The accurate prioritization of tumor antigens, including aberrant translational products, is critical for the development of personalized cancer immunotherapies. PepQueryMHC estimates a comprehensive repertoire of local RNA expression of tumor antigens within minutes per sample.
PepQueryMHC provides three main functions such as 1) scan mode, 2) target mode 3) FASTQ mode and 4) annotate mode.

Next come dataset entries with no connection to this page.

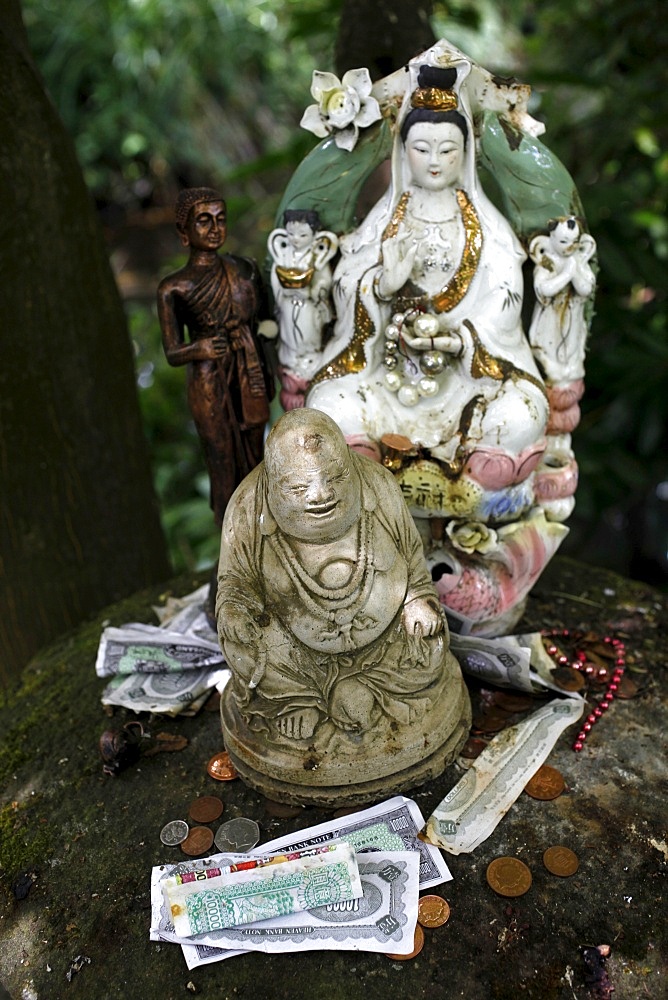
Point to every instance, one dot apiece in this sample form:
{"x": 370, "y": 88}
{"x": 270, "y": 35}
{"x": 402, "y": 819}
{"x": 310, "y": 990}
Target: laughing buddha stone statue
{"x": 343, "y": 684}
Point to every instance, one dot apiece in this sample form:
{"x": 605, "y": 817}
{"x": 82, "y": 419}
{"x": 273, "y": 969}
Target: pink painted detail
{"x": 495, "y": 468}
{"x": 564, "y": 410}
{"x": 293, "y": 389}
{"x": 556, "y": 483}
{"x": 562, "y": 397}
{"x": 563, "y": 421}
{"x": 486, "y": 589}
{"x": 363, "y": 446}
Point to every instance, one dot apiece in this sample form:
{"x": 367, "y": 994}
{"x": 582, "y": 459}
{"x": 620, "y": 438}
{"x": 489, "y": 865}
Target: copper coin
{"x": 418, "y": 944}
{"x": 433, "y": 911}
{"x": 627, "y": 688}
{"x": 221, "y": 767}
{"x": 198, "y": 841}
{"x": 547, "y": 783}
{"x": 205, "y": 809}
{"x": 472, "y": 748}
{"x": 568, "y": 679}
{"x": 561, "y": 861}
{"x": 488, "y": 722}
{"x": 508, "y": 877}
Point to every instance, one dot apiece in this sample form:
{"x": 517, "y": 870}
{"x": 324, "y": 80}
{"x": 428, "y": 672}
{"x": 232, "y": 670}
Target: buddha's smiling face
{"x": 435, "y": 154}
{"x": 316, "y": 496}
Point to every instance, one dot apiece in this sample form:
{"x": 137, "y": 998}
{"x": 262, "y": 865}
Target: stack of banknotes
{"x": 167, "y": 669}
{"x": 352, "y": 883}
{"x": 171, "y": 668}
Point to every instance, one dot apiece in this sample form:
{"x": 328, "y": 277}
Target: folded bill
{"x": 472, "y": 809}
{"x": 148, "y": 649}
{"x": 211, "y": 899}
{"x": 381, "y": 920}
{"x": 165, "y": 693}
{"x": 392, "y": 825}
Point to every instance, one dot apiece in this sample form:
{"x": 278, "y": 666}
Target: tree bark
{"x": 79, "y": 525}
{"x": 382, "y": 34}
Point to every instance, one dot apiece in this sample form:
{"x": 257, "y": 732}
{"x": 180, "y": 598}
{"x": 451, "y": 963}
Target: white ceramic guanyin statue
{"x": 429, "y": 369}
{"x": 301, "y": 281}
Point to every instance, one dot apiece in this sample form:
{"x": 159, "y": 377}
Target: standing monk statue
{"x": 219, "y": 300}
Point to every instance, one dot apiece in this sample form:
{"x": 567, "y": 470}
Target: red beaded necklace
{"x": 581, "y": 662}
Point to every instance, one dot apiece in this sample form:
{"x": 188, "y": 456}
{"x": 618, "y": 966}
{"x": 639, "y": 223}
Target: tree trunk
{"x": 79, "y": 525}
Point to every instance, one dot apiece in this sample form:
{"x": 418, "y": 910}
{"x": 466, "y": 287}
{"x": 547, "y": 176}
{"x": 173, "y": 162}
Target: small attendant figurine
{"x": 343, "y": 684}
{"x": 563, "y": 281}
{"x": 301, "y": 280}
{"x": 218, "y": 299}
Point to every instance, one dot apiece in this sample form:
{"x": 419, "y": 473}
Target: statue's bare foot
{"x": 298, "y": 725}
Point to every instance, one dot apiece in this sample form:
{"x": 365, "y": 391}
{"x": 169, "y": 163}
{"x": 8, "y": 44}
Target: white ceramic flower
{"x": 344, "y": 106}
{"x": 472, "y": 536}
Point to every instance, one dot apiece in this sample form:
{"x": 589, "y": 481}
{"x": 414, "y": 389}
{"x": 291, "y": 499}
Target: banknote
{"x": 382, "y": 919}
{"x": 505, "y": 662}
{"x": 140, "y": 648}
{"x": 511, "y": 661}
{"x": 392, "y": 825}
{"x": 211, "y": 900}
{"x": 164, "y": 693}
{"x": 472, "y": 809}
{"x": 162, "y": 928}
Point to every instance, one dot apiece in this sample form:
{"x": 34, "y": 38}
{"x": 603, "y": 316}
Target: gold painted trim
{"x": 434, "y": 99}
{"x": 459, "y": 284}
{"x": 292, "y": 277}
{"x": 351, "y": 359}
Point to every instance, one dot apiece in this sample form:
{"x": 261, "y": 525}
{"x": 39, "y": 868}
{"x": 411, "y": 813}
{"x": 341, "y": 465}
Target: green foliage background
{"x": 164, "y": 93}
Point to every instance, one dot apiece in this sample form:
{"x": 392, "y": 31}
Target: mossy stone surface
{"x": 87, "y": 842}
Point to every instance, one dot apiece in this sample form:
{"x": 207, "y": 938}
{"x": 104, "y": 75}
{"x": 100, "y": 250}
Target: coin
{"x": 174, "y": 832}
{"x": 508, "y": 876}
{"x": 418, "y": 944}
{"x": 568, "y": 679}
{"x": 433, "y": 911}
{"x": 473, "y": 748}
{"x": 238, "y": 835}
{"x": 561, "y": 861}
{"x": 547, "y": 783}
{"x": 198, "y": 841}
{"x": 221, "y": 767}
{"x": 205, "y": 809}
{"x": 490, "y": 722}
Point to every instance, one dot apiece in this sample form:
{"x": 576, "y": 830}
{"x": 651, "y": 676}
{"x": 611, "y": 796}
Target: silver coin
{"x": 174, "y": 833}
{"x": 237, "y": 835}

When you use FASTQ mode, please make sure that FASTQ files do not contain artifical sequences such as adaptors, barcodes and so on.
Scan mode
java -Xmx2G -jar PepQueryMHC.jar \
--mode scan \
--input peptides.tsv \
--bam sample.sorted.bam \
--output sample \
--thread 16
Target mode
java -Xmx2G -jar PepQueryMHC.jar \
--mode target \
--input peptides_locations_strands.tsv \
--bam sample.sorted.bam \
--output sample \
--thread 16
FASTQ mode (for single-end)
java -Xmx2G -jar PepQueryMHC.jar \
--mode fastq \
--input peptides.tsv \
--0 sample.trimmed.fastq.gz \
--output sample \
--strand f \
--thread 16
FASTQ mode (for paired-end)
java -Xmx2G -jar PepQueryMHC.jar \
--mode fastq \
--input peptides.tsv \
--1 sample.trimmed.fastq.1.gz \
--2 sample.trimmed.fastq.2.gz \
--output sample \
--strand rf \
--thread 16
Annotate mode
java -Xmx2G -jar PepQueryMHC.jar \
--mode annotate \
--input locations_strands.tsv \
--gtf reference_annotation.gtf \
--output sample
Y+: mandatory, Y: optional, N: none
Option | Description | Type | Default | Scan mode | Target mode | FASTQ mode | Annotate mode |
---|---|---|---|---|---|---|---|
m/mode | mode to use | scan|target|fastq|annotate | Y+ | Y+ | Y+ | Y+ | |
i/input | input file path | string | Y+ | Y+ | Y+ | Y+ | |
o/output | output base name path | string | Y+ | Y+ | Y+ | Y+ | |
b/bam | sorted bam/sam file path | bam|sam | Y+ | Y+ | N | N | |
0/fastq_single | fastq file path | fastq|fastq.gz | N | N | Y+ | N | |
1/fastq_paired_1 | fastq file path | fastq|fastq.gz | N | N | Y+ | N | |
2/fastq_paried_2 | fastq file path | fastq|fastq.gz | N | N | Y+ | N | |
g/gtf | gtf file path | string | N | N | N | Y+ | |
@/thread | the number of threads | int | 4 | Y | Y | Y | N |
c/count | tpye of reads being processed | primary|all | primary | Y | Y | N | N |
l/lib_size | tsv file including library size information | string | Y | Y | Y | N | |
w/white_list | cell brcode list (tsv), only available in single-cell RNA-seq | string | Y | Y | Y | N | |
p/prob | ignore region of interests with error > p | [0,1] | 0.05 | Y | Y | Y | N |
e/equal | specify isoleucine = leucine | none | Y | Y | Y | N | |
u/union | specify the unit of the peptide read count | sum|max | sum | Y | Y | N | N |
s/strand | specify strandedness. non: non-stranded, fr: fr-second strand, rf: fr-first strand, f: forward strand for single-end, r: reverse strand for single-end, auto: auto-detection. Auto-detection is only available if there is XS tag in a given bam file | non|fr|rf|f|r|auto | auto | Y | Y | Y+ | N |
s/stretch | output single line per annotation | none | N | N | N | Y | |
v/verbose | print every messages being processed | none | Y | Y | Y | Y |
Input format
Sequence | User-defined column 1 | ... | User-defined column N |
---|---|---|---|
AACTKLAKKM | any value | ... | any value |
Input format
Sequence | Location | Strand | User-defined column 1 | ... | User-defined column N |
---|---|---|---|---|---|
AACTKLAKKM | chr1:1-30 | + | any value | ... | any value |
TKMQEPPALY | chr1:31-50|chr1:81-90 | - | any value | ... | any value |
KEKRKAPPR | . | . | any value | ... | any value |
Input format
Sequence | User-defined column 1 | ... | User-defined column N |
---|---|---|---|
AACTKLAKKM | any value | ... | any value |
- input format is exactly the same as what used in scan mode.
Input format
Location | Strand | User-defined column 1 | ... | User-defined column N |
---|---|---|---|---|
chr1:1-30 | + | any value | ... | any value |
chr1:31-50|chr1:81-90 | - | any value | ... | any value |
chr1:21-40|chr1:87-90 | . | any value | ... | any value |
Figures in the paper can be generated using: 1) R code in figR folder, 2) Supplementary Tables 1,2,3, and 5, and 3) the meta dataset available at https://doi.org/10.5281/zenodo.14984543.
All code is available as under the Attribution-NonCommercial (CC BY-NC) 4.0 license.